Questions: Miller Indices for Planes and Directions
2 questions to test your understanding
Score: 0 / 2
Question 1 Short Answer
A plane intercepts the crystallographic axes at a = 2, b = 3, c = ∞. What are its Miller indices?
Think about your answer, then reveal below.
Model answer: (3 2 0). Take reciprocals: 1/2, 1/3, 0. Clear fractions by multiplying by 6: 3, 2, 0. The Miller index is (320).
The reciprocal of ∞ is 0, handling the case where the plane is parallel to the c-axis. After taking reciprocals (1/2, 1/3, 0), multiply through by the LCM (6) to get integers: 3, 2, 0.
Question 2 Short Answer
Why do Miller indices use reciprocals of intercepts rather than the intercepts themselves?
Think about your answer, then reveal below.
Model answer: Using reciprocals converts parallel axes (intercept = ∞) into zeros, making the notation finite and tractable. It also aligns with the mathematical relationship between planes and their normal vectors in reciprocal lattice space, which is central to diffraction theory.

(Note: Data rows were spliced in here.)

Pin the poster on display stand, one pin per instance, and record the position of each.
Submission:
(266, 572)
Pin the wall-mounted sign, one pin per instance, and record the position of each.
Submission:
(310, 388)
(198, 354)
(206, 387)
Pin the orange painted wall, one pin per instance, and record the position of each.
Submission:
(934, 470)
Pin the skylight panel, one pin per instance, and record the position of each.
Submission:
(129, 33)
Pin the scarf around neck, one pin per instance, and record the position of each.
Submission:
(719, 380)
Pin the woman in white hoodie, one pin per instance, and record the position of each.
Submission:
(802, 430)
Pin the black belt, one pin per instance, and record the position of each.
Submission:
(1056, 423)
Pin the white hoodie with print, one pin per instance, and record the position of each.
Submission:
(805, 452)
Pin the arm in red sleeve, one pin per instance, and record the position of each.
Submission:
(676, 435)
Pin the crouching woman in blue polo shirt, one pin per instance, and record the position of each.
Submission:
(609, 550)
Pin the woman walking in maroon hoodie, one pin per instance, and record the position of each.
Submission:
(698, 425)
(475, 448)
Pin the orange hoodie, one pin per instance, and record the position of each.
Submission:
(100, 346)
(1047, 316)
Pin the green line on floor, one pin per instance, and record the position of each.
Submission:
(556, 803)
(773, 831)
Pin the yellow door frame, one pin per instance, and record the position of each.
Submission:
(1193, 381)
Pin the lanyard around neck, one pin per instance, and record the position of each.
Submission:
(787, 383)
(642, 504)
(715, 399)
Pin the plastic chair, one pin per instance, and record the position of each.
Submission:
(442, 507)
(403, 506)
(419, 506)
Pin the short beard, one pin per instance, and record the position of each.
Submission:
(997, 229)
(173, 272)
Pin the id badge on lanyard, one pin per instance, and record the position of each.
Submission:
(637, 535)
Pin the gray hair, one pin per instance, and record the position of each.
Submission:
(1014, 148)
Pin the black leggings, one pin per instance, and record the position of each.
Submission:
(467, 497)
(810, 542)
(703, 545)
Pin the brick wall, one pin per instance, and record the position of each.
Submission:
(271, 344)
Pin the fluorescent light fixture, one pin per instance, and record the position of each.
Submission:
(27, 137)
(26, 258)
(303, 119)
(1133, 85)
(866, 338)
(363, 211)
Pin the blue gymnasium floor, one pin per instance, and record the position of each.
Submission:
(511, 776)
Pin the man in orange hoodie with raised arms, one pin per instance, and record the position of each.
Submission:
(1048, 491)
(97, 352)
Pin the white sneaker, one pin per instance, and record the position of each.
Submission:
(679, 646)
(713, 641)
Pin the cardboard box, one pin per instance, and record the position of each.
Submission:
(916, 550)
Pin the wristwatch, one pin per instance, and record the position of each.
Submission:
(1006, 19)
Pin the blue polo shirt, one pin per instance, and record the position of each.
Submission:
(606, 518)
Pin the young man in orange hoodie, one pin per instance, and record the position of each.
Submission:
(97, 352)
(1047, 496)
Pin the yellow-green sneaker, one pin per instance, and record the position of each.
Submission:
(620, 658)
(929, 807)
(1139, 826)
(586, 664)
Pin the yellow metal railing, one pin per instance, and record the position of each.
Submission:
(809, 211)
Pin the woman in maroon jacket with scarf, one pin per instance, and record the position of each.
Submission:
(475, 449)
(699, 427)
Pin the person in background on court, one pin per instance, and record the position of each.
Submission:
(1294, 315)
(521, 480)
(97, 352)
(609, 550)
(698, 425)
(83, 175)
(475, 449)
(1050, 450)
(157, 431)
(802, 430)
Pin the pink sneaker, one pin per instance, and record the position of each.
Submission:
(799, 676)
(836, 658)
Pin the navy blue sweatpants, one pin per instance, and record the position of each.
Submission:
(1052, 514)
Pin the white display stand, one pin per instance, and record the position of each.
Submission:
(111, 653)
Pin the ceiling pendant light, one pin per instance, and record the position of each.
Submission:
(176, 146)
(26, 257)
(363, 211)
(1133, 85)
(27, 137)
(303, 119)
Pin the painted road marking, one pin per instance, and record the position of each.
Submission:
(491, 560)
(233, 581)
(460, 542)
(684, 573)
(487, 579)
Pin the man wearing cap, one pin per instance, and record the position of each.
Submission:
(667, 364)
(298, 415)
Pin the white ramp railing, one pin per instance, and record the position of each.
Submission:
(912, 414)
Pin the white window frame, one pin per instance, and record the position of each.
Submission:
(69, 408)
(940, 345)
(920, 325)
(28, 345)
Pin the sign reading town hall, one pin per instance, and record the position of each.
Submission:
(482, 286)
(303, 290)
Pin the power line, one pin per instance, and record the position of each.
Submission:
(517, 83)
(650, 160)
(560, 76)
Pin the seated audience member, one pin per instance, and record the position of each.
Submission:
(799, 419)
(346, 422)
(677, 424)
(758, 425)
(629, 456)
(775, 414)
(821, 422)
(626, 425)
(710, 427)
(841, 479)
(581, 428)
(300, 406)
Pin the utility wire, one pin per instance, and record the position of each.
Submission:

The practical motivation is the ∞ problem: a plane parallel to an axis would require ∞ as an index, which is useless. The reciprocal turns that into a clean 0. The deeper reason is that Miller indices directly correspond to the reciprocal lattice, making them naturally suited for Bragg diffraction calculations where plane spacings scale as 1/|hkl|.